The virus spread further on Friday, with cases reported for the first time in at least six countries across four continents, battering markets and leading the World Health Organization (WHO) to raise its impact risk alert to “very high.”

Some investors voiced concerns about heading into a weekend where they could not trade on new reports about the virus.

“To get an all-clear sign, the market needs evidence it’s under control, no flaring up in new countries and that we don’t get a significant outbreak in the United States,” said Jack Janasiewicz, chief portfolio strategist for Natixis Investment Managers.

Janasiewicz saw the spread of the virus China as a prompt to reduce exposure to riskier assets, and said the next milestone for further risk cuts would be a US outbreak.

The Dow Jones Industrial Average fell 357.28 points, or 1.39 per cent, to 25,409.36; the S&P 500 lost 24.54 points, or 0.82 per cent, to 2,954.22; and the Nasdaq Composite added 0.89 point, or 0.01 per cent, to 8,567.37.

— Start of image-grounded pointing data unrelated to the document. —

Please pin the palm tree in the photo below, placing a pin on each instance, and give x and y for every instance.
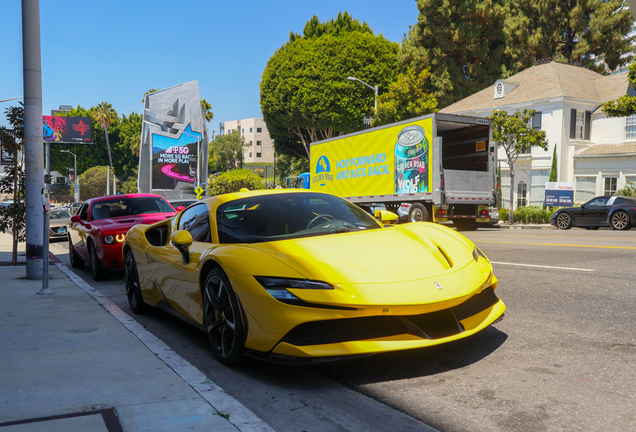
(105, 115)
(207, 110)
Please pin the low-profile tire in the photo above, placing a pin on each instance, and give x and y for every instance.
(223, 318)
(620, 220)
(133, 287)
(76, 261)
(465, 224)
(418, 213)
(564, 221)
(98, 270)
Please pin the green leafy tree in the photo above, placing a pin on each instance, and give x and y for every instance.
(93, 182)
(105, 116)
(406, 98)
(234, 181)
(515, 135)
(290, 166)
(460, 41)
(626, 104)
(13, 217)
(226, 152)
(590, 32)
(305, 94)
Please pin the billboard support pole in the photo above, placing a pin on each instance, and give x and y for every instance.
(34, 181)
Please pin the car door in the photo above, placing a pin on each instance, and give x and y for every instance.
(78, 232)
(179, 281)
(591, 213)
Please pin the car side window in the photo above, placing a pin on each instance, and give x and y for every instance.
(196, 220)
(83, 212)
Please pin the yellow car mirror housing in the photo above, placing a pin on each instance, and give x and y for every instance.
(182, 240)
(386, 217)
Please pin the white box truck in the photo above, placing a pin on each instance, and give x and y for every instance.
(444, 165)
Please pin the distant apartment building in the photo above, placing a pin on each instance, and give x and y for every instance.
(260, 147)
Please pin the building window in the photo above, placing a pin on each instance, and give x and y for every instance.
(610, 186)
(505, 189)
(580, 124)
(630, 127)
(585, 189)
(522, 194)
(538, 179)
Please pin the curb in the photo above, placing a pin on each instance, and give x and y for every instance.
(225, 405)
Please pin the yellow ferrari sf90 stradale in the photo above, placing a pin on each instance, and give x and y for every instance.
(289, 275)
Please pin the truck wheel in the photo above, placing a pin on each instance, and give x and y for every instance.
(465, 224)
(418, 213)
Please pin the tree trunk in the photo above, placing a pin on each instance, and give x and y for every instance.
(512, 195)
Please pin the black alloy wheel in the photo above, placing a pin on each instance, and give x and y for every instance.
(99, 272)
(133, 288)
(564, 221)
(418, 213)
(223, 318)
(620, 221)
(76, 261)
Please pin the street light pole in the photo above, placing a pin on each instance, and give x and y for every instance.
(375, 90)
(75, 196)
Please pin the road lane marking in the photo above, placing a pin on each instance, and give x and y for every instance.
(557, 244)
(533, 265)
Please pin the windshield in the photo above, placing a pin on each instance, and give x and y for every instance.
(129, 206)
(286, 216)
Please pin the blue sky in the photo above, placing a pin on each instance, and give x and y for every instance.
(117, 50)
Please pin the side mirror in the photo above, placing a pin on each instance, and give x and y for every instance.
(386, 217)
(182, 240)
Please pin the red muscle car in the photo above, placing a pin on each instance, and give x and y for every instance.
(98, 229)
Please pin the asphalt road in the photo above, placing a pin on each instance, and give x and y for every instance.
(563, 358)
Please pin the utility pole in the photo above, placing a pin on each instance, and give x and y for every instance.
(34, 182)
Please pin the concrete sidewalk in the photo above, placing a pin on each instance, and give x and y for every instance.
(74, 361)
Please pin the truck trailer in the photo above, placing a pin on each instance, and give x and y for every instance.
(444, 165)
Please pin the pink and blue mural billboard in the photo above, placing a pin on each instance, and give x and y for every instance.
(174, 159)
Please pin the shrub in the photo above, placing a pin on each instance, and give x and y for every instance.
(234, 181)
(529, 214)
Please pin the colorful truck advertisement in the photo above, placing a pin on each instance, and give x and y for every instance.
(392, 160)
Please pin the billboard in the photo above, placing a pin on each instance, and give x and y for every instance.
(392, 160)
(174, 159)
(559, 194)
(70, 130)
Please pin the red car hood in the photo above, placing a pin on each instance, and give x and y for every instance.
(123, 223)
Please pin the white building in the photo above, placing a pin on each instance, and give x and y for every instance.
(260, 147)
(597, 153)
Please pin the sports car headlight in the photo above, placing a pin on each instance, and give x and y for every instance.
(277, 287)
(477, 253)
(119, 238)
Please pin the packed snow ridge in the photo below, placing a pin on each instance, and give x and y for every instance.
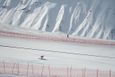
(84, 18)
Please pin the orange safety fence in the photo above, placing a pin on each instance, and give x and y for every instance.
(62, 38)
(40, 70)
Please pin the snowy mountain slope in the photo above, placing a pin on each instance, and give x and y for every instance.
(85, 18)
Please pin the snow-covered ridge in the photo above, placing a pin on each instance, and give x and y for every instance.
(85, 18)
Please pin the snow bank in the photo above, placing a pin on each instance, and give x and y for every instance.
(84, 18)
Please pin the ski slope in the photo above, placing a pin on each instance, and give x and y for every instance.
(91, 18)
(57, 50)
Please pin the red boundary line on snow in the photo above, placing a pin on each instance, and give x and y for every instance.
(56, 38)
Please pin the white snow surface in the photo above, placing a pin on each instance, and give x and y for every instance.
(84, 18)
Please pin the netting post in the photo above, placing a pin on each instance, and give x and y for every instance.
(42, 71)
(71, 71)
(49, 70)
(4, 67)
(27, 69)
(32, 70)
(109, 73)
(13, 68)
(18, 68)
(67, 71)
(97, 73)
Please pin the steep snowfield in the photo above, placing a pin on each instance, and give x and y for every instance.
(85, 18)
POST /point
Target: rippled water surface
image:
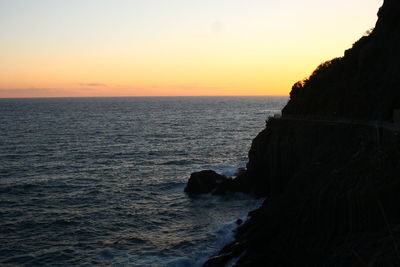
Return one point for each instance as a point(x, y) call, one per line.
point(100, 180)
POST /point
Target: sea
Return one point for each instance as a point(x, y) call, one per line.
point(100, 181)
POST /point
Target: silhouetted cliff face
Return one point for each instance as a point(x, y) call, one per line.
point(330, 167)
point(364, 84)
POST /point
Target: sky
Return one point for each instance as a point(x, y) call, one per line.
point(79, 48)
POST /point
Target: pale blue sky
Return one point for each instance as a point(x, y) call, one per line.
point(262, 35)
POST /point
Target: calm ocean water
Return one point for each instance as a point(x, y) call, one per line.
point(90, 181)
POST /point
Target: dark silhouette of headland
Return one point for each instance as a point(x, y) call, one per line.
point(329, 167)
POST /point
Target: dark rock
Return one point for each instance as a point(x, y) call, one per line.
point(205, 182)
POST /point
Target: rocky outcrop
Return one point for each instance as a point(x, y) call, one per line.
point(364, 84)
point(330, 167)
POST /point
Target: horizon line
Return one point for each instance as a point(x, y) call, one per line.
point(150, 96)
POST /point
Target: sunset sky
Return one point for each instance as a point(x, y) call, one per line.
point(71, 48)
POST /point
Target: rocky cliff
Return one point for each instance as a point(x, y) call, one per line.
point(330, 167)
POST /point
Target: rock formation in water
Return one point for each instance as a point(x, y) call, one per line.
point(330, 167)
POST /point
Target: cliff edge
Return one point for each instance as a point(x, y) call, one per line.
point(330, 166)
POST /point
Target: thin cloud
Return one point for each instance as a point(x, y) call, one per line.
point(93, 84)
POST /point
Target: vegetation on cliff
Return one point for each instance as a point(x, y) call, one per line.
point(330, 166)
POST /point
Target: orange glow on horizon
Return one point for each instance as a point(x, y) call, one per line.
point(225, 48)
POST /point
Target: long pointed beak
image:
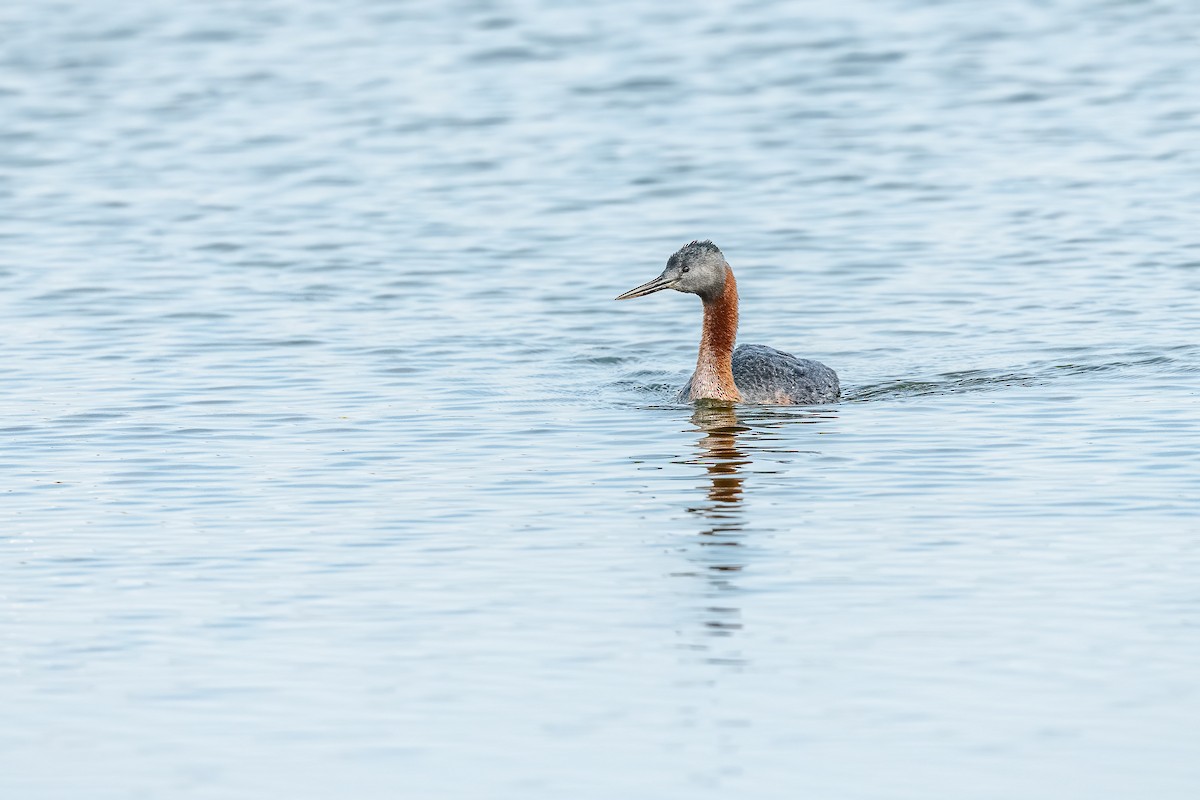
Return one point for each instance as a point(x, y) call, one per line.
point(657, 284)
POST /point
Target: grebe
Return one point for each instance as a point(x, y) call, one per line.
point(754, 373)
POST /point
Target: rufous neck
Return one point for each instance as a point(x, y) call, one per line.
point(714, 365)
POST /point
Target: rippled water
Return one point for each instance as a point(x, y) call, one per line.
point(331, 469)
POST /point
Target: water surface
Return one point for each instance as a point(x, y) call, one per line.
point(331, 468)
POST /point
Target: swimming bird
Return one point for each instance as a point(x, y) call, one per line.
point(754, 373)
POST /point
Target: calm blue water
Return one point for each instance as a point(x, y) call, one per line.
point(331, 469)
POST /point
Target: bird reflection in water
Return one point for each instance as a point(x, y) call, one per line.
point(720, 540)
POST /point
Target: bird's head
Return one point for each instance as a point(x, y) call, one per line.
point(697, 268)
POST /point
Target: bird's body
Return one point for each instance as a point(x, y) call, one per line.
point(753, 373)
point(769, 377)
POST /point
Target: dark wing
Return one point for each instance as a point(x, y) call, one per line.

The CBOE volatility index, also known as Wall Street’s fear gauge ended the day near its session low, up 0.95 point at 40.11, after rising as high as 49.48.

Of the S&P’s 11 major sectors, the rate-sensitive financial index weighed the most on the benchmark S&P 500 index, ending the day down 2.6 per cent.

The utilities sector was the S&P’s biggest percentage loser with a 3.3 per cent drop. Real estate and consumer staples – also rate-sensitive sectors that are often seen as safe havens – both fell more than 2 per cent.

Yet the energy, technology and communications services index all showed gains for the day.

Trading was brisk on US exchanges with 19.31 billion shares changing hands compared with a 9.25 billion-share average for the last 20 days.